Kedalaman skuad dan kualitas liga membuat tim-tim Inggris tidak hanya jago kandang, tetapi juga berjaya di turnamen antarklub benua biru.
Seiring dengan meningkatnya kesuksesan klub-klub Inggris di panggung Eropa, Premier League terus mendapatkan keistimewaan berupa tambahan jatah kualifikasi, termasuk untuk musim 2026/27 mendatang.
Skenario Tiket Liga Champions (UCL)
Dengan adanya reorganisasi format Liga Champions menjadi “Model Swiss”, UEFA mengalokasikan dua tempat tambahan bagi asosiasi dengan performa terbaik. Premier League secara matematis telah mengamankan jatah kelima di kompetisi elite ini.
Berikut adalah situasi tim-tim di papan atas:
- Sudah Lolos: Arsenal, Manchester City, dan Manchester United telah memastikan diri finis di zona aman dan mendapat tiket ke Liga Champions.
- Menunggu Kepastian: Liverpool dan Aston Villa yang berada di peringkat keempat dan kelima bisa segera mengunci posisi mereka jika berhasil memenangkan laga-laga krusial berikutnya.
Skenario Europa League (UEL) & Conference League (UECL)
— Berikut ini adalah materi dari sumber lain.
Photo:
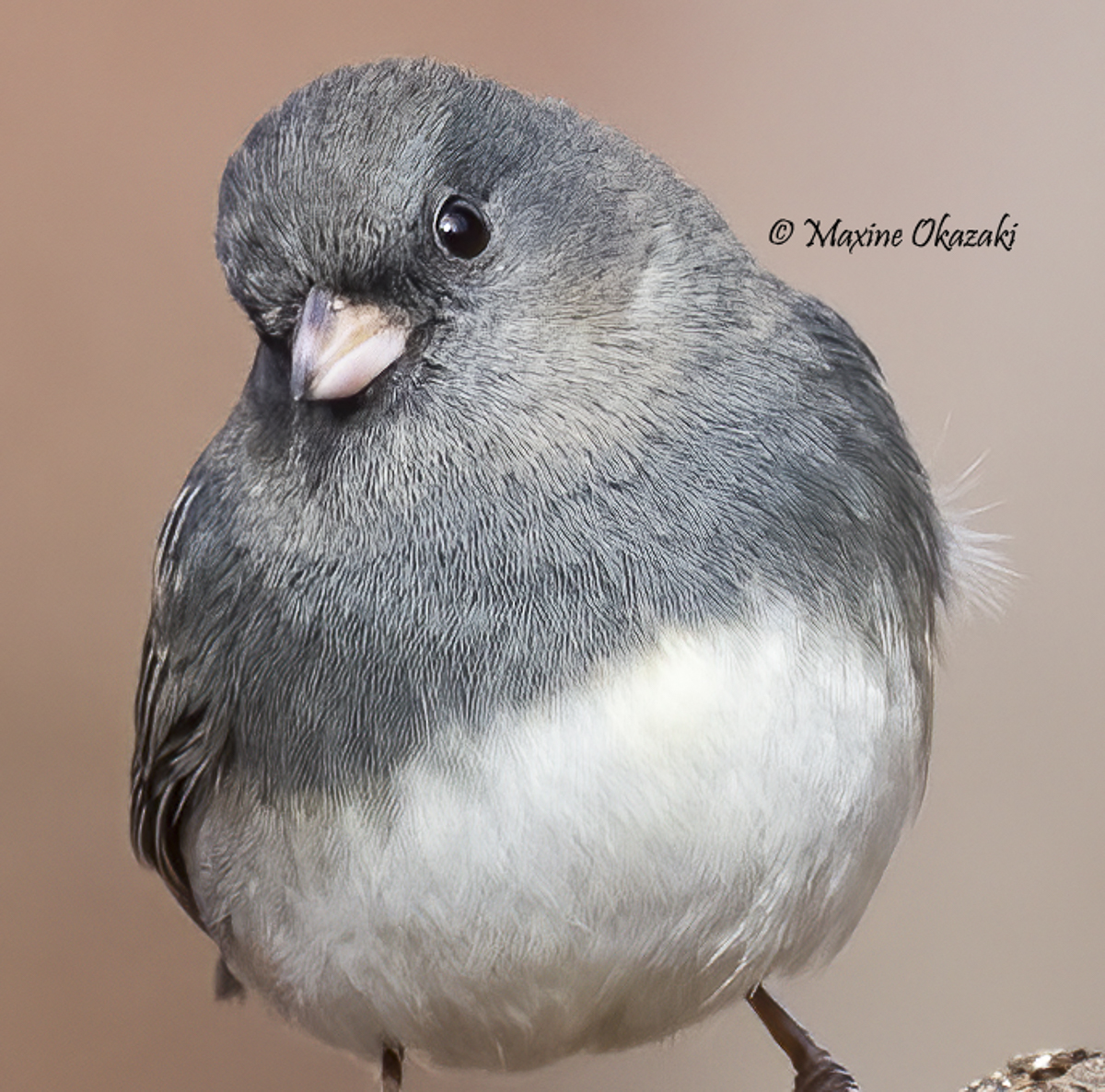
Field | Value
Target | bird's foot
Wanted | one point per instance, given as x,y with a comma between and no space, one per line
815,1070
391,1069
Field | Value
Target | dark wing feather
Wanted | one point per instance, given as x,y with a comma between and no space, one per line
180,749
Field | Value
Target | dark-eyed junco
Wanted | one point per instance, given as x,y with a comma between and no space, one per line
541,654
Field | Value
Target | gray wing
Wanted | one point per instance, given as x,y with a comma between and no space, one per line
180,748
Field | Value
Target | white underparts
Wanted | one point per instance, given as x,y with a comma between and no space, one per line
588,876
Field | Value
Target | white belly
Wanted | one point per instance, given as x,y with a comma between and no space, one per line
586,877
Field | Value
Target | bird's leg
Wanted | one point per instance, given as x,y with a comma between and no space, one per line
815,1070
391,1069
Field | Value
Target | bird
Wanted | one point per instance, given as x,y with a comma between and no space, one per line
541,656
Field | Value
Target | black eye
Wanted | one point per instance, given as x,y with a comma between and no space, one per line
461,227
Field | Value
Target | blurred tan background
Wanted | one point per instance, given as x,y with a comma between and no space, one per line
122,354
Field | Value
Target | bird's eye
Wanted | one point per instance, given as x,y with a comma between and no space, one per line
461,227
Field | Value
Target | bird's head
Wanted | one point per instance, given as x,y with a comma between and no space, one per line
399,227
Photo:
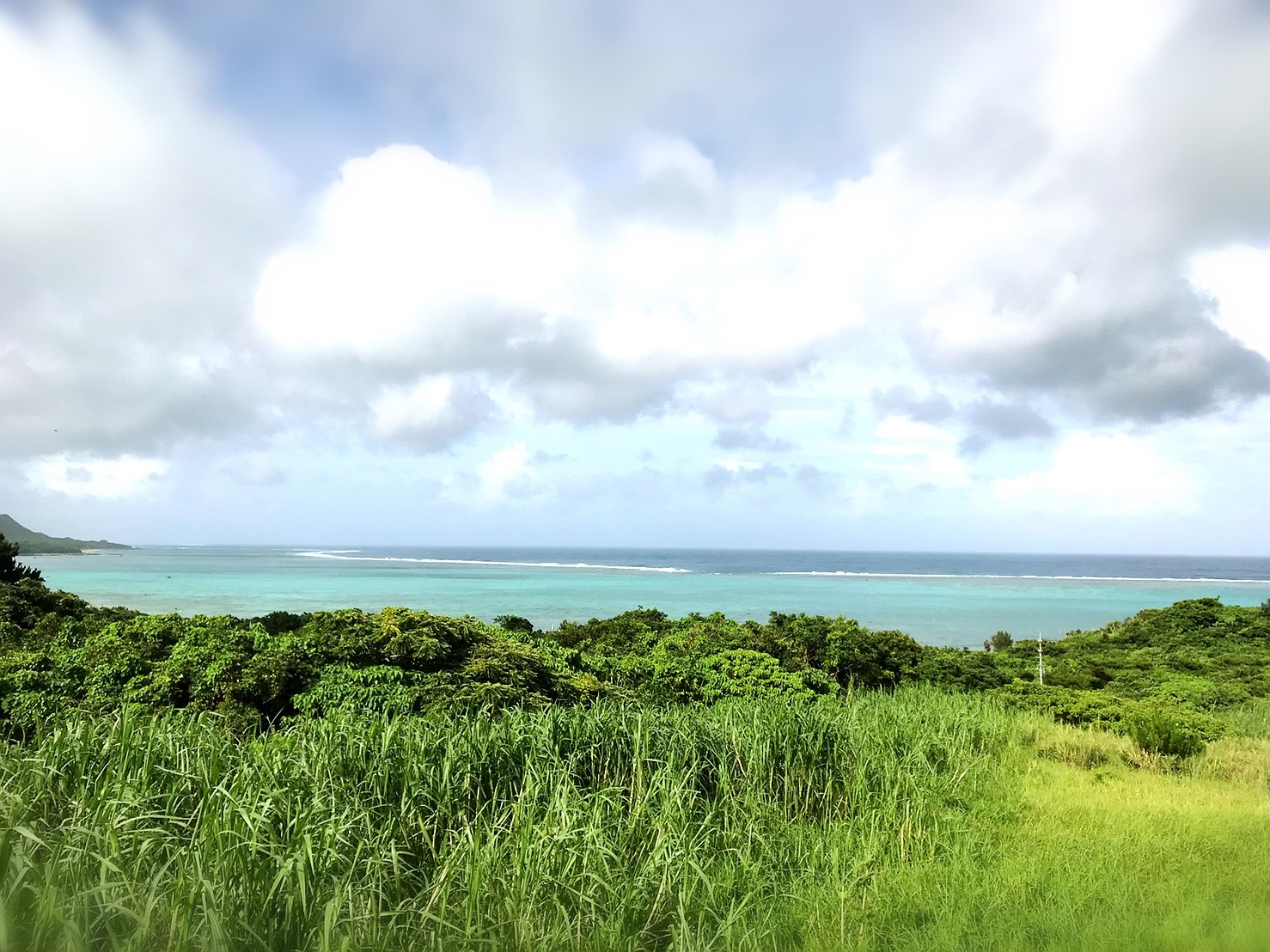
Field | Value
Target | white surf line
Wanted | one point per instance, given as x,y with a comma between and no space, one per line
1033,577
662,569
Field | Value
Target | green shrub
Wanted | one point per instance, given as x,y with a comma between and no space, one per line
1160,731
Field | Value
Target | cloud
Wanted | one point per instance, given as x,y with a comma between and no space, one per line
505,473
1049,197
732,471
132,220
433,412
418,265
1100,476
79,476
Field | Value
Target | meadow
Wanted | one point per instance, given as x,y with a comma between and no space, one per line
406,781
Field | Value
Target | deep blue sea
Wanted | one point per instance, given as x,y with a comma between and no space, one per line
938,598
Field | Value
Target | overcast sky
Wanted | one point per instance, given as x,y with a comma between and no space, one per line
815,274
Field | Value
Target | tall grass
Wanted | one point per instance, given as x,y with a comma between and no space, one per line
606,827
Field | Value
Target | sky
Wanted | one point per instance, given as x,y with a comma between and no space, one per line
858,274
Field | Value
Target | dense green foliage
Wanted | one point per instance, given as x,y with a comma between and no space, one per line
606,827
10,569
31,542
1185,664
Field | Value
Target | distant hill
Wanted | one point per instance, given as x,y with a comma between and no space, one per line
39,544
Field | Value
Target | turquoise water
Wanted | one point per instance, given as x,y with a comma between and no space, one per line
938,598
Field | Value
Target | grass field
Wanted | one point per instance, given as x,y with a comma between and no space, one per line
916,821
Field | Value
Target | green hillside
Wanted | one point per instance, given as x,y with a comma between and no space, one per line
39,544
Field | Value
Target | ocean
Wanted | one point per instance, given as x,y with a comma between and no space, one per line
938,598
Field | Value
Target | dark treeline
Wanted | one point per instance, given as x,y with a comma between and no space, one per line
1187,662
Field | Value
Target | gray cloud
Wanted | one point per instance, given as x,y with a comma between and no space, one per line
991,422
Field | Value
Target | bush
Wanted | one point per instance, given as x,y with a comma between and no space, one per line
1158,731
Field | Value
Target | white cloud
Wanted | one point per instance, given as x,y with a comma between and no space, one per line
132,218
1100,476
912,454
79,476
507,473
417,262
1238,277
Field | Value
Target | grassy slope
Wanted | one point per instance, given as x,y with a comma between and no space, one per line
592,830
1097,856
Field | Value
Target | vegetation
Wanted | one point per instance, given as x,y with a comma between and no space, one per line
400,779
10,569
39,544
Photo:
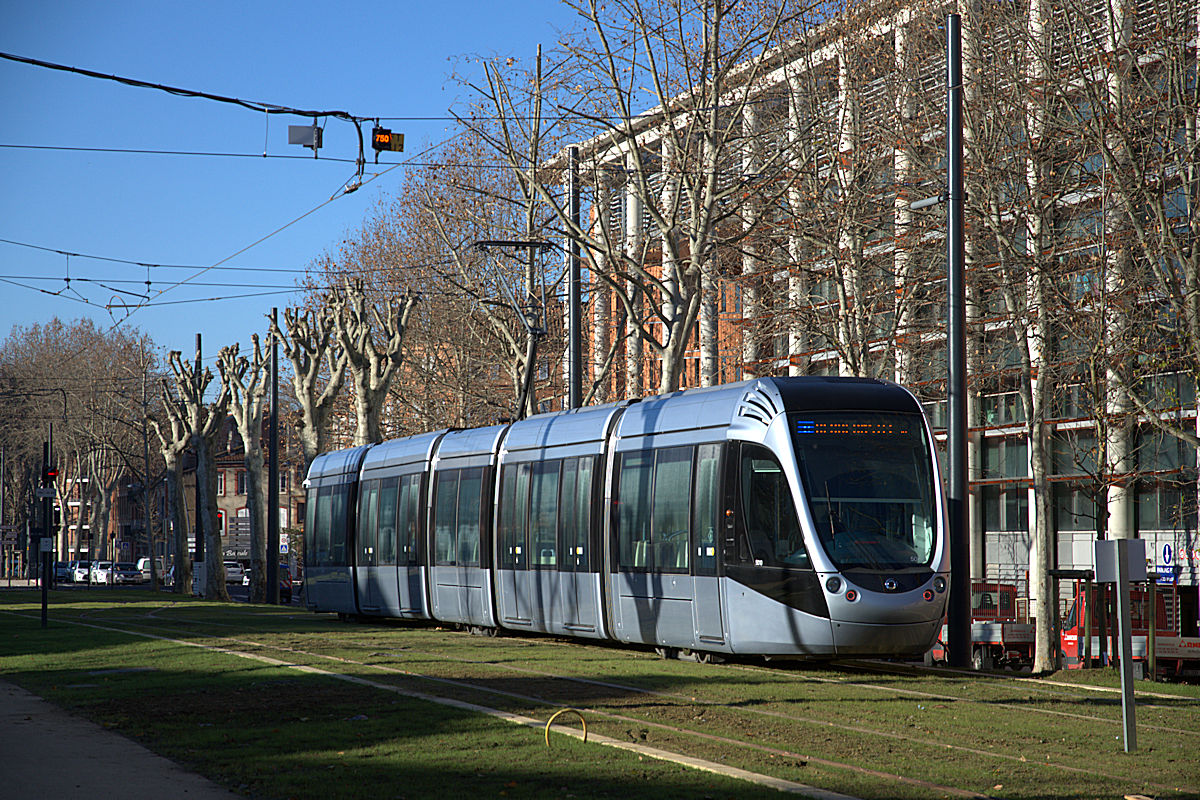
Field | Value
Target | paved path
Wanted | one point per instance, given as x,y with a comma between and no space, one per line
49,755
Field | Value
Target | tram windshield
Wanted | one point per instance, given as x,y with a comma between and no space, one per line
869,481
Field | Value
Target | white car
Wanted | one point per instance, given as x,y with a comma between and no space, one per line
126,572
234,572
101,572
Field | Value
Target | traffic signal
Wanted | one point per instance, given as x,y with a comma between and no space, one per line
384,139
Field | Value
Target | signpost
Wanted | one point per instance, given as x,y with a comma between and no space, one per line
1121,560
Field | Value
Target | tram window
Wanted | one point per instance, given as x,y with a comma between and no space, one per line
769,515
670,522
323,507
544,515
337,554
408,518
445,518
567,525
634,510
705,504
575,513
514,511
653,510
369,504
469,486
582,517
387,551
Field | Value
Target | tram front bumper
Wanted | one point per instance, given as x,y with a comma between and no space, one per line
885,639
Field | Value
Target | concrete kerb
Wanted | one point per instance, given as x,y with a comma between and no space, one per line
46,752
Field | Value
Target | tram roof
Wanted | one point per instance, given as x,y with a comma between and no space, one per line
396,452
340,462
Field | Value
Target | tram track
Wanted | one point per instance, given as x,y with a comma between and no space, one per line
370,660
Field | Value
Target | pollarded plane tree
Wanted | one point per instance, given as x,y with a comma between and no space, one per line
199,423
661,98
1134,109
249,380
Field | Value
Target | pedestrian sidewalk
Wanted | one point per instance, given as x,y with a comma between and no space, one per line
51,755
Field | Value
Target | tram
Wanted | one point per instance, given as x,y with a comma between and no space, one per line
778,517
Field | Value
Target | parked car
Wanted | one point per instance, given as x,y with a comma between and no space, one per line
126,572
234,572
101,572
285,582
144,567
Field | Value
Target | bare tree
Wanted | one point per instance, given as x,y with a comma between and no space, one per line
249,382
174,439
678,163
372,365
318,368
202,421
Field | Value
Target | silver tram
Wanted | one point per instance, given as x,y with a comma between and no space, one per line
778,516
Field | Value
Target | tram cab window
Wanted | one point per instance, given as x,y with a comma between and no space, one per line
869,483
772,530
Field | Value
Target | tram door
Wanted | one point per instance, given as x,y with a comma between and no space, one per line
705,546
513,557
579,587
409,573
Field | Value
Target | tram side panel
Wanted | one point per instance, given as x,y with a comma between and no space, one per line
389,571
550,495
546,576
652,584
329,537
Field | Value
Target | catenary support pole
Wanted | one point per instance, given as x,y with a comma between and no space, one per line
575,311
199,529
959,613
273,475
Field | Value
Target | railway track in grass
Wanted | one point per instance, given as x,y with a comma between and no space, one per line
894,734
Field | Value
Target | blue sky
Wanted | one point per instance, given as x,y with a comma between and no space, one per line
389,60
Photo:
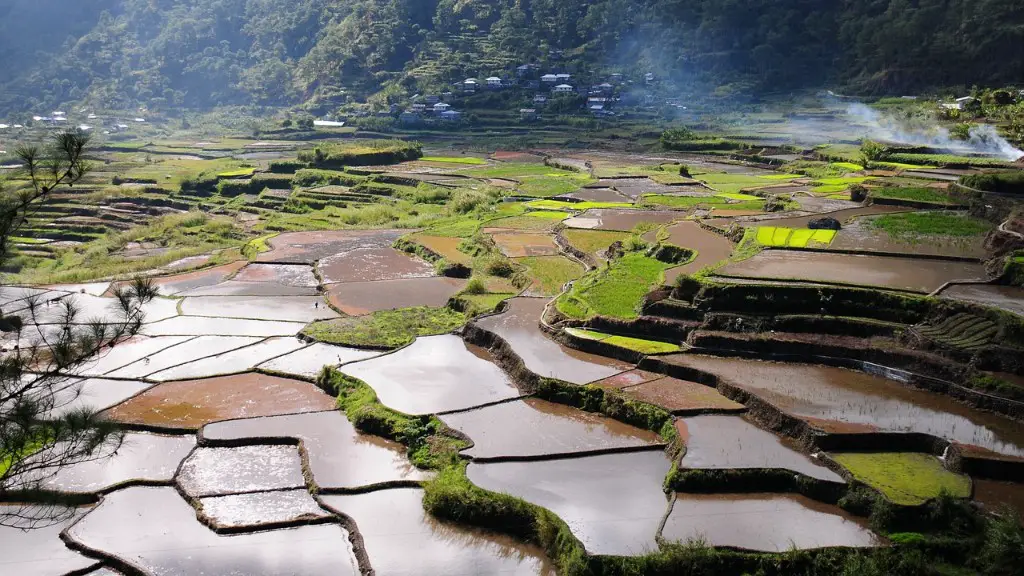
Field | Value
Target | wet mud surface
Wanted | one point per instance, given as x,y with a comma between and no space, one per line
612,503
532,427
518,326
340,457
156,531
730,442
190,404
840,400
358,298
434,374
764,522
897,273
401,539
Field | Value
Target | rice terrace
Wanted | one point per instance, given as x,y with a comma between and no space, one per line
712,335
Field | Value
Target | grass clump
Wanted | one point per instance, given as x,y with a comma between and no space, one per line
549,274
930,223
386,329
906,479
615,290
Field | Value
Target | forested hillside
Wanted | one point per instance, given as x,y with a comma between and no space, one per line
169,53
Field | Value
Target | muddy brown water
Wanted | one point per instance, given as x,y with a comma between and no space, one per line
401,539
711,248
308,361
198,347
997,495
764,522
519,327
849,401
307,247
612,503
239,360
434,374
287,309
622,219
532,427
39,551
140,456
896,273
190,404
358,298
340,457
157,532
241,510
730,442
215,471
1010,298
369,264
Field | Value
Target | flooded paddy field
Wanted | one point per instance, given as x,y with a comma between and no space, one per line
883,272
845,401
537,427
357,298
519,327
764,522
339,456
393,525
613,503
434,374
731,442
189,404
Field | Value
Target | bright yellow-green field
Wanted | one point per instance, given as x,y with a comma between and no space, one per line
794,238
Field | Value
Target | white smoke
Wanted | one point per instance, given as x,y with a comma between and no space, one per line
983,137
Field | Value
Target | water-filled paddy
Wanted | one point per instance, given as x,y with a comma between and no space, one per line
215,471
730,442
156,531
849,401
532,427
340,457
189,404
897,273
401,539
764,522
612,503
518,326
434,374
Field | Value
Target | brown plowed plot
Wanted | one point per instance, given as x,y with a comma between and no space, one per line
306,247
393,524
764,522
711,248
156,531
189,404
370,264
682,397
622,219
340,457
730,442
835,395
519,327
913,275
536,427
1010,298
519,244
445,246
357,298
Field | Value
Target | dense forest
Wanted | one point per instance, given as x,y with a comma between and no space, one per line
199,53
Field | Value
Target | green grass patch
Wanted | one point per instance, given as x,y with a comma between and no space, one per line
930,223
615,290
386,329
549,274
904,478
455,160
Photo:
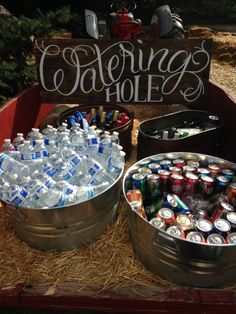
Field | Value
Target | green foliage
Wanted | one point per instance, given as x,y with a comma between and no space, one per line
17,67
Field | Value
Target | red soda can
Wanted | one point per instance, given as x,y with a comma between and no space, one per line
175,231
193,163
188,168
164,181
195,236
221,211
231,193
179,163
231,238
184,222
191,183
165,164
175,170
177,184
206,186
214,169
203,172
134,196
215,238
167,215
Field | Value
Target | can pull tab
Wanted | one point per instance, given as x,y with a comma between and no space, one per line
163,241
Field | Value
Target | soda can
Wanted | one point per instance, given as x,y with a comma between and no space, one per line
165,164
128,181
206,186
177,184
144,163
164,181
156,158
167,215
139,183
153,186
214,169
193,163
215,238
184,222
200,214
175,170
188,168
179,163
158,223
222,227
228,173
221,211
204,226
176,204
175,231
231,218
231,238
134,196
191,183
230,193
203,172
145,171
154,167
195,236
221,183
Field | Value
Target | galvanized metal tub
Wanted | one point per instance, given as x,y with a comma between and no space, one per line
207,142
176,259
69,227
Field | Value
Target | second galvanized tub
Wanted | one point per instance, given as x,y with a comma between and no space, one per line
69,227
176,259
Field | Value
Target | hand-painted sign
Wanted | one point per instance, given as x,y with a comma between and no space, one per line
94,72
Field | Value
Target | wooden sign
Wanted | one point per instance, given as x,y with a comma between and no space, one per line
98,72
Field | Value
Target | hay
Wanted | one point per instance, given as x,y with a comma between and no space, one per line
108,263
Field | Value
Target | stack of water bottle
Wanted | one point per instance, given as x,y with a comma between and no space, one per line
58,167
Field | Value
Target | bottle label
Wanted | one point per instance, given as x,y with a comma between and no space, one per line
39,191
42,153
62,201
19,198
92,143
90,192
104,150
29,156
113,169
94,169
75,160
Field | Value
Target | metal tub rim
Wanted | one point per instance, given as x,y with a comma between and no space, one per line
176,155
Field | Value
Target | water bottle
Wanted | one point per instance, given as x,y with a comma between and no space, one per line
75,128
19,139
115,137
44,178
51,148
63,127
11,166
96,173
104,150
27,154
34,135
50,134
4,188
92,142
40,150
52,198
78,142
35,189
7,146
17,195
116,164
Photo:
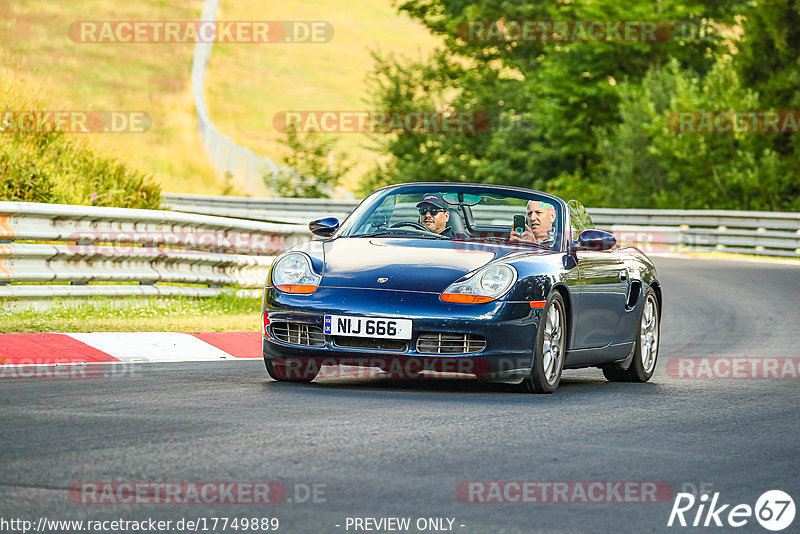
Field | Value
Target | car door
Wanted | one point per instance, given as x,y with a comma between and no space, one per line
603,293
602,289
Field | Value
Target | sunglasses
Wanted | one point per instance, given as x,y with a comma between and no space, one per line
433,211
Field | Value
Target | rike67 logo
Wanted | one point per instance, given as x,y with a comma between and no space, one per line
774,510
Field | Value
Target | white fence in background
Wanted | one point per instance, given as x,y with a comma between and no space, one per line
749,232
50,250
132,252
226,155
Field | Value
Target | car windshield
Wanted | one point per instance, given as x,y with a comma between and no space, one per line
468,213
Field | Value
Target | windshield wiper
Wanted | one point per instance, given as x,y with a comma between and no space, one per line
398,232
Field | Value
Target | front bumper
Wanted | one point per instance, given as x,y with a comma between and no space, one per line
509,329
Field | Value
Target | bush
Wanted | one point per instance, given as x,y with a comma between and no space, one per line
53,167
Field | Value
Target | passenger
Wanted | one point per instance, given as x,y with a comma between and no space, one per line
539,221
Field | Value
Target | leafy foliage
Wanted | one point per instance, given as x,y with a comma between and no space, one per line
309,171
590,119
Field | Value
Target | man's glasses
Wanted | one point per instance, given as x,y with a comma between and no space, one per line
433,211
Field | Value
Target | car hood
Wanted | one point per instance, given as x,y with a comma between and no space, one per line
407,264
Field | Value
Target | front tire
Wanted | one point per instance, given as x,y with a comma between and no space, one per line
645,353
550,348
278,371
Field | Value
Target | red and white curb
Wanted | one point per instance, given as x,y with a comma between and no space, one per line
131,347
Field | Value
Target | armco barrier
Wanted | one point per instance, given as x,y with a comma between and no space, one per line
79,245
749,232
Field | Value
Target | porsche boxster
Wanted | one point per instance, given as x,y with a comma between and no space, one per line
438,279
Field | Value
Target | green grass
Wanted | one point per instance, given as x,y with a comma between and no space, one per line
246,85
175,314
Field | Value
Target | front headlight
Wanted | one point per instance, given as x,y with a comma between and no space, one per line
293,274
486,285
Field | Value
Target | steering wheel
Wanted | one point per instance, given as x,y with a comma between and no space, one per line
413,224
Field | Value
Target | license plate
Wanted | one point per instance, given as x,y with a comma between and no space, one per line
376,327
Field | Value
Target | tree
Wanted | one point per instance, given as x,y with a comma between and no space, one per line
310,170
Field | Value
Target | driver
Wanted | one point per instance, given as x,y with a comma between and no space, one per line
434,215
538,224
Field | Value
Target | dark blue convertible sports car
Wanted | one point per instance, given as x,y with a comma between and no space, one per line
431,279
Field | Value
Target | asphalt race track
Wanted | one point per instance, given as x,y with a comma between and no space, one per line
380,449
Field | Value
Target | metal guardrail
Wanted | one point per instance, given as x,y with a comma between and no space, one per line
749,232
82,244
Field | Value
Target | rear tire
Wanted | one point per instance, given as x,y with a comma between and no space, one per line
278,371
645,351
550,348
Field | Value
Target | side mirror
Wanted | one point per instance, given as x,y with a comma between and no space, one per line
594,240
324,227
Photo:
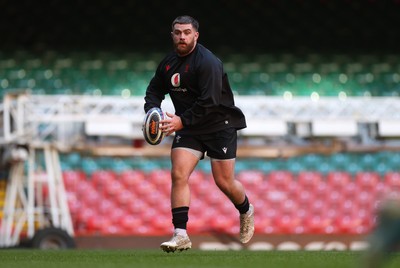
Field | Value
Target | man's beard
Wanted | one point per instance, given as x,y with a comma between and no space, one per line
184,50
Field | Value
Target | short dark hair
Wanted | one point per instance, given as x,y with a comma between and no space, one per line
186,20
Pertarungan untuk kompetisi lapis kedua dan ketiga juga tidak kalah panas, mengingat hal ini sangat bergantung pada hasil piala domestik (FA Cup dan EFL Cup) serta posisi akhir di klasemen.
- Europa League: Pemenang FA Cup 2026 (antara Man City atau Chelsea) berhak atas tiket Liga Europa. Jika sang juara sudah lolos ke Liga Champions, jatahnya akan turun ke tim dengan peringkat tertinggi di liga yang belum lolos. Saat ini, Bournemouth (peringkat 6) berada di posisi terdepan untuk mengambil slot tersebut.
- Conference League: Karena Man City memenangi EFL Cup (Carabao Cup) namun sudah lolos ke Liga Champions, tiket Conference League jatuh ke peringkat ketujuh klasemen, yang saat ini diduduki oleh Brentford. Namun, Chelsea yang berada di peringkat kesembilan masih berpeluang menyalip jika mampu memperbaiki performa.
Minimal 8 Tim, Maksimal 10 Tim
Dengan segala skenario di atas, jumlah klub Inggris yang akan berlaga di Eropa musim depan dipastikan sangat masif.
Secara matematis, minimal akan ada 8 tim yang lolos ke Eropa (berasal dari 7 kuota dasar ditambah 1 kuota ekstra Liga Champions).
Gila-nya lagi, Premier League bisa mengirim maksimal 10 tim ke kompetisi UEFA jika terjadi kondisi langka, seperti tim asal Inggris yang finis di luar zona Eropa sukses menjuarai Europa League atau Conference League pada musim yang sama.
Dominasi ini menjadi bukti sahih bahwa persaingan domestik di Inggris secara langsung menempa klub-klubnya untuk siap bertarung habis-habisan di kancah internasional.